Sinema

The Peripheral: Özlem Duyulan Bilim Kurgu (mu?)

The Peripheral incelemesi sizlerle…

Son dönemlerde sağda solda, afişlerde gördüğünüz; reklamlarına istemsizce maruz kaldığınız veya arkadaşlarınızdan öneri olarak duyduğunuz bir bilim kurgu işinin derinliklerine ineceğiz. Karşınızda: The Peripheral.

Bilim kurguların kendine has dünyasına kapılıp yeri geldiğinde uzay yolculuklarına çıkmayı, ayaklanan robotları izlemeyi; yeri geldiğinde ise kendinizi bir sanal gerçekliğin içinde bulup tamamen gerçek dünyadan kopma gibi senaryolara hayransanız, bu diziyi her halükarda beğenirsiniz.

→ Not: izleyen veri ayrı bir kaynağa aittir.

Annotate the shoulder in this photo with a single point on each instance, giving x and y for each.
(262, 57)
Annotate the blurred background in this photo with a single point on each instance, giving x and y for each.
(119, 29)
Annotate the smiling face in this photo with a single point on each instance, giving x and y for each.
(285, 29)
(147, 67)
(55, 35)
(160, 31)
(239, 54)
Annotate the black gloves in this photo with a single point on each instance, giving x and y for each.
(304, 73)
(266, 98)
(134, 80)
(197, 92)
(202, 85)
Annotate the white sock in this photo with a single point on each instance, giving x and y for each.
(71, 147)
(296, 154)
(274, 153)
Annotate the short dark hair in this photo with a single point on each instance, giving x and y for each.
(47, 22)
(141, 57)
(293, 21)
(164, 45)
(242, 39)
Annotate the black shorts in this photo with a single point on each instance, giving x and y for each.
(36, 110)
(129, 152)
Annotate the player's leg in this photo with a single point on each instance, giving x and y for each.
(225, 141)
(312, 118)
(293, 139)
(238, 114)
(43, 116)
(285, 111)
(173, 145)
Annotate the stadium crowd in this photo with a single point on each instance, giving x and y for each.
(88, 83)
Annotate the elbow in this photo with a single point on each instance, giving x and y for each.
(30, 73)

The Peripheral; William Gibson’ın imzalı eserden uyarlanarak çekilmiş bilim kurgu romanı olan, siberpunk türünde en üst sıralarda gelen Neuromancer’ın dünyasında yer alıyor. Pek çok insanı heyecanlandıran şey ise bu romanın kendisi değil.

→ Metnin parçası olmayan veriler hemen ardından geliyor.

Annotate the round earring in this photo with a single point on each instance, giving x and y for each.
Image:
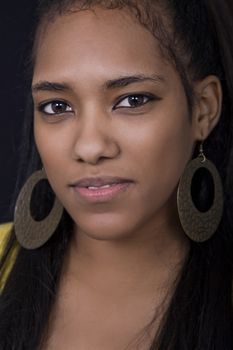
(30, 233)
(199, 225)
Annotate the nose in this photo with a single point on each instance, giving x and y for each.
(94, 141)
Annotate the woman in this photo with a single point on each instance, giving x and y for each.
(132, 109)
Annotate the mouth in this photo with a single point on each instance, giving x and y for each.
(101, 189)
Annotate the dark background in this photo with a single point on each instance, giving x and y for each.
(16, 21)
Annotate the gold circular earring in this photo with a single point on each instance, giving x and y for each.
(199, 225)
(30, 233)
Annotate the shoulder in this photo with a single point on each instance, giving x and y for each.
(5, 233)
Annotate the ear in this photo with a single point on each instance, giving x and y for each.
(207, 108)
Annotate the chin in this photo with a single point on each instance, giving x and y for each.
(102, 229)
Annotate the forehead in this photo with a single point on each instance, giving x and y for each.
(98, 40)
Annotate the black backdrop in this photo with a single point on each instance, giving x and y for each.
(16, 20)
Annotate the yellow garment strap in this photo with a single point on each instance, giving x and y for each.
(5, 231)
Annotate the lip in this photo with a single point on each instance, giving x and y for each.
(99, 181)
(114, 187)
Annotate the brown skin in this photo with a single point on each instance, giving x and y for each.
(126, 253)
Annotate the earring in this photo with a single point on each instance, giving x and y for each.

Biliyorsunuz ki, çoğu bilim kurgu işi yüzeysel fikirlerin doğru düzgün ekrana yansıtılamamasıyla meşhur. Hatta birçoğu sönük bir şekilde kalarak yayın hayatına son veriyor. The Peripheral’ın ise arkasında çok sağlam bir kadro var. Westworld dizisinin yaratıcıları bu dizide de söz sahibi olmuşlar.

Amazon Prime Video üzerinden şu an hali hazırda bölümleri yayımlanmaya başlamış dizi başlangıcı ile geleceğe yönelik; kaliteli bir atmosfer, keyifli oyunculuklar ve ilginç bir senaryo sunacağını gösterir nitelikte.

The Peripheral Konusu Ne?

William Gibson’ın bu romanı aslında oldukça ağır. Kaliteli ve derin narative sahip bir hikâye sunuyor. Bunu ekrana yansıtmaları konusunda biraz çekincelerim olsa da Westworld’ün yaratıcılarına güvenim tam. Westworld aslına bakarsanız çok sık rastlayabileceğimiz bir konu üzerinden yola çıkmış bir işti. “Robotların ayaklanması…”

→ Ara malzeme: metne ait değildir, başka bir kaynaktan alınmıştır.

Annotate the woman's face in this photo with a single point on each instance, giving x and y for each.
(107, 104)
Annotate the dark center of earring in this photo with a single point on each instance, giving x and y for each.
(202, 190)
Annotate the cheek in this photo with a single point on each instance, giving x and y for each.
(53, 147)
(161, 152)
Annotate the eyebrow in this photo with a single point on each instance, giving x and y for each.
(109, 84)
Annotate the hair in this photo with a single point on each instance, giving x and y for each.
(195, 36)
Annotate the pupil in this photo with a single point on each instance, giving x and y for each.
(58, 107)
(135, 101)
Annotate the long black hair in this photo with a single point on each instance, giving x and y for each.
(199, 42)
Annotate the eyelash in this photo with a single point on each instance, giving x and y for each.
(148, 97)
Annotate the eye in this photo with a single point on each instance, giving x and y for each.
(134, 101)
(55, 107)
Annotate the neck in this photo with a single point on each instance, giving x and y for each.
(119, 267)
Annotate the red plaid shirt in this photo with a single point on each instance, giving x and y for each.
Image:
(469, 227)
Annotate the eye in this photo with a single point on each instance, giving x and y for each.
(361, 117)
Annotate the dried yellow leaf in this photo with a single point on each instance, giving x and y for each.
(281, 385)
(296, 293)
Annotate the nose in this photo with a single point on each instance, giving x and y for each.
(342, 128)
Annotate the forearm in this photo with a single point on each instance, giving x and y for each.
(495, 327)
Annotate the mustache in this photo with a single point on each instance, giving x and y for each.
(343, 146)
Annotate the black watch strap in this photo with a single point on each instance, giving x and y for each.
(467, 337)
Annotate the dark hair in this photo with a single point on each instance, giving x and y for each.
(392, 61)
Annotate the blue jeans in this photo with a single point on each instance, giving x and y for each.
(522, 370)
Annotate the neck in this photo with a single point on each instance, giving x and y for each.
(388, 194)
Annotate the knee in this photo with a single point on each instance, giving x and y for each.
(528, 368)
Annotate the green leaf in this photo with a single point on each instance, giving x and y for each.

Westworld ekibi yine de diziyi o kadar güzel tasarlamışlardı ki, klişe olarak görebileceğimiz konuların bile doğru bir şekilde ve senaryo ile ele aldığında izlediğimiz işi nasıl da tadından yenmez bir konuma getirdiğini bize kanıtlamışlardı. The Peripheral da aslında çok klişe başka bir konu üzerinden yola çıkmış: Sanal Gerçeklik. Bakalım, ekip bu klişe konunun da altından kalkabilecek mi? Hem bu sefer ellerinin altında esinlenebilecekleri şahane bir roman da var.

Dizinin başrolünde Chloe Grace Moretz var. Moretz oldukça genç bir oyuncu olmasına rağmen tecrübeli ve yetenekli. Dizi de Flynne karakterini canlandırıyor. Flynne geleceğe çok yakışacak bir işte çalışıyor. Sanal sandığı bir oyunun içinde cinayete şahitlik edince kendini bambaşka bir olayın içinde buluyor. Dizi kısa hatlarıyla Flynne ve Wilf Netherton üzerinden ilerliyor.

The Peripheral özellikle fragmanlarına baktığımda ve öncesinde Westwold’ün yapımcılarının bu işin içinde olduğunu öğrendiğimde gözüm kapalı beklediğim bir yapımdı. Son dönemlerde özlem duyduğum kaliteli bir bilim kurgu işine aç bir şekilde beklemekteydim.

Özellikle; Westworld, Matrix, Altred Carbon, Bladerunner gibi işlere hayran biri olarak, bu diziyi de sabırsızlıkla bekliyordum. Üstelik onlara nazaran yarattığı dünyanın beni daha rahat içine çekeceğini düşünüyordum. Çünkü yakın geleceğimizde, şu an hali hazırda olan bazı teknolojik aletlerin daha gelişmiş versiyonlarını görmek daha gerçek bir deneyim gibi hissettirecekti. Öyle oldu mu? Bu sorunun cevabına “kısmen” diyebilirim.

Bilim Kurgu Ögeleri

the peripheral

Nedir bu konu? Geleceğe yolculuk… Yıllarca pek çok roman, dizi, film, manga, anime bu konuyu binlerce kez işlemiştir. Çok klişe bir konudur ama doğru ellerde muazzam sonuçlar yaratabilir. The Peripheral bunu sağlayabilmiş mi? Pek emin değilim. Konsept güzel.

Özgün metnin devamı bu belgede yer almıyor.